La désinstitutionalisation et les « plates-formes de remplacement » indignent les professionnels de l’action médico-sociale qui œuvrent au quotidien et ensemble pour accueillir, entourer, soigner, réduire autant que faire se peut les effets du handicap, préserver les acquis et travailler à construire, quoique vous en disiez, de multiples passerelles avec la cité : scolaires, culturelles, sportives, citoyennes et avec le monde du travail, aussi difficile que ce soit !
Ne vous cantonnez pas aux avis des experts, Madame. Interrogez les professionnels de terrain, ils vous le diront.
En tout cas, Madame la secrétaire d’État, nous vous rappelons avec force que faire société, sans exclure ni stigmatiser les personnes en situation de handicap, ne suppose pas moins de places, mais bien au contraire de nombreuses places supplémentaires dans des institutions vivantes qui accueillent, protègent et prennent en charge, tout en étant constamment ouvertes sur la cité.
En réalité, votre priorité n’est pas d’améliorer les services rendus par le médico-social aux personnes mais de transformer son modèle économique.
Et pour ce faire, vous n’hésitez pas à déconstruire ce qui a été si difficile, notamment pour les familles, à réaliser et à faire vivre, à savoir : des lieux d’accueil, de soins et d’éducation pour leurs enfants en situation de handicap, que l’école ne pourra qu’exceptionnellement inclure ou qui ont simplement dépassé l’âge scolaire.

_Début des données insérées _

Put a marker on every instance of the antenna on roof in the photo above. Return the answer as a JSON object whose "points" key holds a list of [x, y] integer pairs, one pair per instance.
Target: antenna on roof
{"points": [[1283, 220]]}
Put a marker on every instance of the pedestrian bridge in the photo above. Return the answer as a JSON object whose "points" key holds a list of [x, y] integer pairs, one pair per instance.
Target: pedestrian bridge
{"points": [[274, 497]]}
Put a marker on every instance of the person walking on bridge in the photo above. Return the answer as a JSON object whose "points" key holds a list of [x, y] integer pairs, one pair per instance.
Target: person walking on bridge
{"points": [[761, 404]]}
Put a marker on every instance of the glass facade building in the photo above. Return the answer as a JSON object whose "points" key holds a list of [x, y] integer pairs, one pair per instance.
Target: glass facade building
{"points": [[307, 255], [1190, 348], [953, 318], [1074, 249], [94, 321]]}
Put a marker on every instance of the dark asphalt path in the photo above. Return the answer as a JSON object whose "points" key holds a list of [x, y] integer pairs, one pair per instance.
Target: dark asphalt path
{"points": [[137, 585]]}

Avec votre conception de la solidarité, nous y perdrons tous, Madame, les enfants et les adultes handicapés d’abord, leurs familles, les professionnels du médico-social mais aussi les pouvoirs publics.
Ajoutons, Madame la secrétaire d’État que rien ne vous empêche, pour répondre à vos « préoccupations » d’inclusion, de travailler sans tarder à rendre notre société plus inclusive, par exemple, en ne réduisant pas à 10 % le nombre de nouveaux logements accessibles aux personnes handicapées, en imposant des directives claires sur les emplois protégés ou encore en maintenant des diplômes d’État de qualité pour les métiers du social comme du médico-social ; là, ce sont les supports de l’humain qui sont en jeu !
Sachez enfin, Madame, que face à vos allégations, nous continuerons à affirmer que c’est bien d’une place, d’une place réelle avec des professionnels, dont un enfant ou un adulte en situation de handicap a besoin et non pas d’une place fictive et « hors-sol » sur une plate-forme dite de services et de prestations avec, pour seul accompagnement, celui d’un gestionnaire de cas.
Marie ALLAINGUILLAUME, éducatrice
Cécile AUGUSTO VAZ, parent
Béatrice BENNEVAULT, pédopsychiatre
Arnaud BOURDON, accompagnement éducatif et social
Amarantha BOURGEOIS, parent
Catherine CALECA, psychologue
Michel CHAUVIERE, sociologue
Brigitte COUDIERE, infirmière
Sylvie CRUZILLAC, directrice de l’IME de Saint Germain Les Arpajon
Mireille DENOYER, chef de service dans le secteur médico-social
Roger DROUET, président de MAIS
Diane FACIOLLE, parent
Gabrielle GARRIGUE, éducatrice, formatrice
Mélina GENESTE, parent
Christiane HENRY, assistante sociale
Geneviève LANGLAIS, assistante sociale
Stéphanie LUNEAU, parent
Bernadette MARCHAL, infirmière diplômée d’État
Céline MARIN, chef de service dans le secteur médico-social
Nathalie MICHEL, secrétaire de direction
Isabelle NODIN, parent
Elizabeth OLIVEIRA SANTOS, parent
Séverine PEREZ, parent
Christine SOVRANO, formatrice, CGT Santé Action Sociale
Dominique TERRES, pédopsychiatre
Marie-Dominique THARREAU, éducatrice
Christine VAUGIN, parent
Béatriz WILCHES, psychologue
Christophe ZUCALLI, parent
Avec le soutien de l’Appel des appels, du Collectif Avenir éducs, du Collectif « d’une maison à l’autre », du MAIS (mouvement pour l’accompagnement et l’insertion sociale), de la CGT Santé social.